Mientras tanto, Pedro tocaba el piano en el salón. Tocaba una altiva melodía de Schubert, con delicadeza, con mesura. Aquella era la paz que necesitaba. Había vuelto dos días antes de Bolonia, y estaba realmente cansado. El estrés del trabajo había hecho mella en él. Y no sólo eso. De verdad tenía sentimientos por Sonia, de verdad la amaba. Pero, ¿a qué precio? Por fin se había convertido en aquello que su padre siempre negó que se convertiría: un hombre de éxito, apoderado, ambicioso y poderoso. Tenía más que cualquier sueño de cualquier joven. Podía conseguir casi a cualquier mujer, y podía poseer cualquier nuevo aparato revolucionario, blandiéndose así con la alta burguesía.

Años más tarde, dos metros a la derecha del piano, en aquel mismo piso, con Leonardo delante a punto de matarle, Pedro se daría cuenta de que la ambición le había cegado la vista. Nunca se preguntó hasta dos minutos antes de morir cómo pudo dejar escapar a Sonia, cómo pudo dejar que su vida se fuera por la borda y acabar donde acabó; cómo pudo acabar, humillado, como a todos a los que había humillado él.

En ese momento sólo importaba Schubert. El piano. La música. La paz. Vio a Sonia salir del baño, aún con la toalla en la cabeza, pero al menos ya en ropa interior.

- Cojo la plancha, me visto y nos marchamos, cariño – Sonia puso su típica cara de disculpa. Era tan dulce. – En 10 minutos estamos en el coche. – Y le guiñó un ojo.
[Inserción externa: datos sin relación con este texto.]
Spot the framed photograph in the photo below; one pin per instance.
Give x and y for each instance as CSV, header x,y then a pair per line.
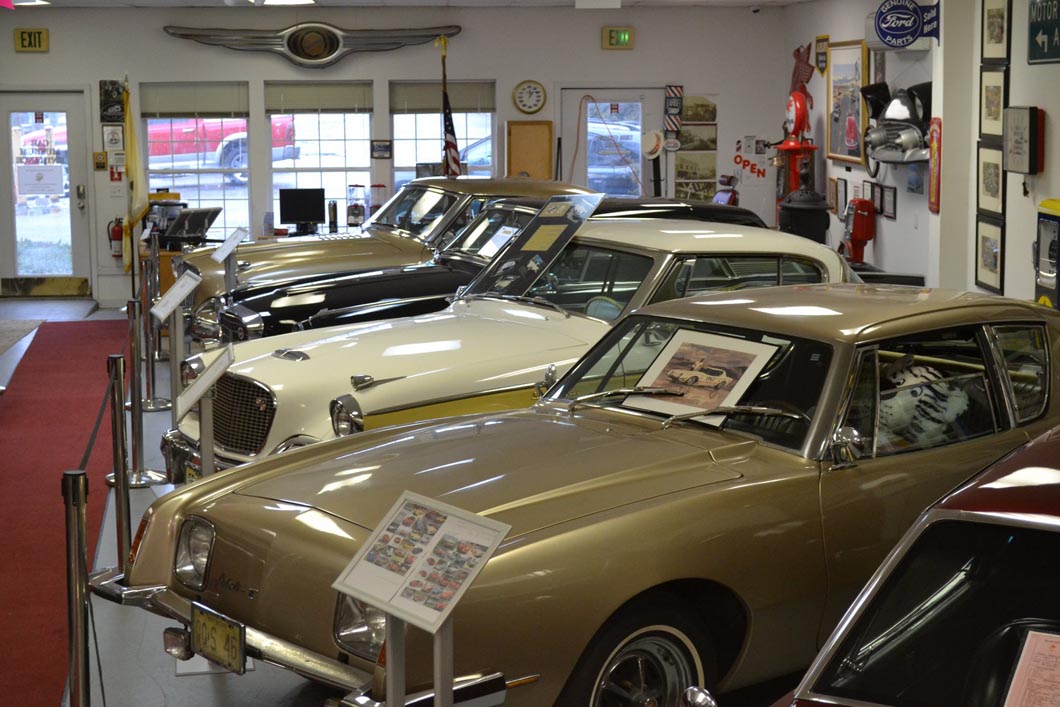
x,y
888,201
696,165
990,181
996,15
113,137
847,118
993,99
382,149
990,253
698,137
Pedro, en el fondo, era buen hombre. Con sus dudas, sus miedos y sus errores. Un buen hombre. Un buen hombre que pudo elegir el camino correcto, y no lo hizo. Porque su arrogancia pudo más que su voluntad. Sonia era un prototipo de chica que, a la vista de Pedro, podría haber sido perfecta. Eso, diez años antes. Se había acostado con Sonia miles de veces, y nunca había hecho el amor con nadie como lo había hecho con Sonia. Aquello era mágico, desde luego. Pero Pedro ya no se sentía bien, porque había errado. Había manchado su corazón, y la imagen y el amor de Sonia consigo. Es casi imposible determinar donde comenzó todo, pero el atisbo más lejano de la decadencia de la relación de Sonia y Pedro se encuentra en este punto. Aquella noche. Frente al piano.

Sonia se acercó a Pedro, ya peinada y con el vestido puesto. Se sentó sobre sus piernas, y le abrazó. Le rozó la nariz, mientras le sonreía. Le besó. Le dijo que le amaba. Y Pedro sonrió.

- Aún tenemos hora y media para cenar y llegar a la ópera – Susurró picaronamente Sonia – Podemos hacer el amor…

Pedro no se merecía una chica así.

- Es que me he peinado, Sonia… - Dijo Pedro. Realmente le apetecía. Su pene estaba casi erecto, pero cada vez que lo pensaba un pequeño cristal se rompía en su corazón.

- Bueno, pues te vuelves a peinar – Sonia le besó el cuello. Luego la oreja, y le susurró al oído – Hace dos semanas que no lo hacemos, mi vida…

Sólo hacía tres días que Pedro no se acostaba con nadie. Una gota gorda bajaba por su cerebro.

- No, Sonia, de verdad. – Espetó Pedro.

- ¿Te ocurre algo? – Preguntó, preocupada.

Pedro dudaba entre sí decírselo, o callárselo. No creía que le hiciese mucha gracia a Sonia saber que su novio se había acostado con un par de prostitutas en la vieja Italia. No, no le diría que fueron un par de prostitutas. Le diría que fue una doctora del congreso. Eso quedaba mejor.

Pero realmente era triste que tuviera que mentir sobre una verdad que quizá ocultaría. Iba a ocultar algo de lo que él mismo se avergonzaba. ¿No era Pedro el hombre burgués, apoderado y ambicioso? ¿Y se acostaba con prostitutas? ¿No podía conseguir él cualquier mujer?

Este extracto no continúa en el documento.